Special attention was given to diet. During the detoxification phase, when the appetite was almost nil, the patient was fed well cooked rice with milk along with large doses of glucose (about one ounce per day), two or three times daily. This was believed to act effectively on patients suffering from jaundice and also to help the addicts in overcoming trauma. The first supplies of glucose for the experiment came from a German pharmaceutical company, Merck; these were later replaced by a solution of glucose, which was prepared and tubed locally at the Pasteur Institute at Shillong in India. Meanwhile, Messrs. Smith, Stani, Street, and Company of Calcutta were also approached at Chopra’s initiative for the local manufacture of lecithin. This not only ensured a steady supply but also stimulated local enterprise and generated great interest in various parts of the country.
It was found that during the preliminary period of treatment, when intravenous injections were given, the relief of the symptoms was so immediate that the addicts clamoured for these injections.

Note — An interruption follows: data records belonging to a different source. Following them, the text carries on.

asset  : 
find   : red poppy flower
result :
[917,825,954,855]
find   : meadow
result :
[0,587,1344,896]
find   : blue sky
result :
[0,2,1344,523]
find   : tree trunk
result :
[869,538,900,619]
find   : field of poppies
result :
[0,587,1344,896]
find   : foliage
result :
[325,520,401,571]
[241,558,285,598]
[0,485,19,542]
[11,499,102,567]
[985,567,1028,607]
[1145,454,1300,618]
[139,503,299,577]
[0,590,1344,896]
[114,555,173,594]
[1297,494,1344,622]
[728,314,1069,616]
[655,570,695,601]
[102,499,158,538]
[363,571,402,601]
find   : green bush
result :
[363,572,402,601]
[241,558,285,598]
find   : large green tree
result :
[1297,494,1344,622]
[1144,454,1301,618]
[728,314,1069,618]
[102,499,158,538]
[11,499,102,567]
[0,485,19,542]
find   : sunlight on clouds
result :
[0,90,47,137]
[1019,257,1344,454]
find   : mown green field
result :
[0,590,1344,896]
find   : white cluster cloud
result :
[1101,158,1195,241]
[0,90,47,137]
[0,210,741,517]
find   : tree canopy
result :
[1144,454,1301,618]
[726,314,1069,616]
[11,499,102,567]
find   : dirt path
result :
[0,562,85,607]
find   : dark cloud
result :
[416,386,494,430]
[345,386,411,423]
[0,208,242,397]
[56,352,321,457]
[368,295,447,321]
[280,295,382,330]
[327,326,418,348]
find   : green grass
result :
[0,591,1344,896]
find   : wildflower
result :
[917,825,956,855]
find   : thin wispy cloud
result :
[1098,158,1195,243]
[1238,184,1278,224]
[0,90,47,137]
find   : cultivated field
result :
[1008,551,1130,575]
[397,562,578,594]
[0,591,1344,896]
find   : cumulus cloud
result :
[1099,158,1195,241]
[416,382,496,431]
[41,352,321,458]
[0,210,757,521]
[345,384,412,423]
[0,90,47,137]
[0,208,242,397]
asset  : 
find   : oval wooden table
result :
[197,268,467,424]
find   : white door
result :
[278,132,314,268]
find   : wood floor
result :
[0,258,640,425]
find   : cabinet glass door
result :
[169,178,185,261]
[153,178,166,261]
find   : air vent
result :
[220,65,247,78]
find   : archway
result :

Once it was found that it was possible and feasible to use the method safely under the prevailing conditions in the prohibition area, permission was given for its use in most of the centres. Though the normal practice was to examine the urine samples to determine the level of morphine, this could not be done in Assam, as the necessary reagents could not be obtained. Had it been possible to conduct such a test, it would have facilitated a comparison between the condition of those who had undergone specific treatment and those who had got over their withdrawal symptoms without any specific treatment. The official records reported on the positive results of treatment and their efficacy in the management of withdrawal symptoms and associated reactions. Col. Chopra, in an article, “Treatment of Drug Addiction in India,” hailed the experiment as “a unique campaign unparalleled in the history of drug addiction anywhere in the world.”
Its short-term efficacy aside, the combination of educative propaganda and therapeutic intervention was a novel initiative as it had certainly aroused public empathy for the opium users. It marked a paradigm shift in the outlook of the general public towards the opium users who were no longer looked down as offenders but as patients who needed medical care and attention. Such state initiative with medical collaboration was the harbinger of the emerging politico-medical discourse to effectively tackle drug addiction which had by then come to be regarded as a public health menace. It was expected that the involvement of the medical community would combine the twin objectives of scientific expertise and rational administration designed to promote social welfare by safeguarding public health.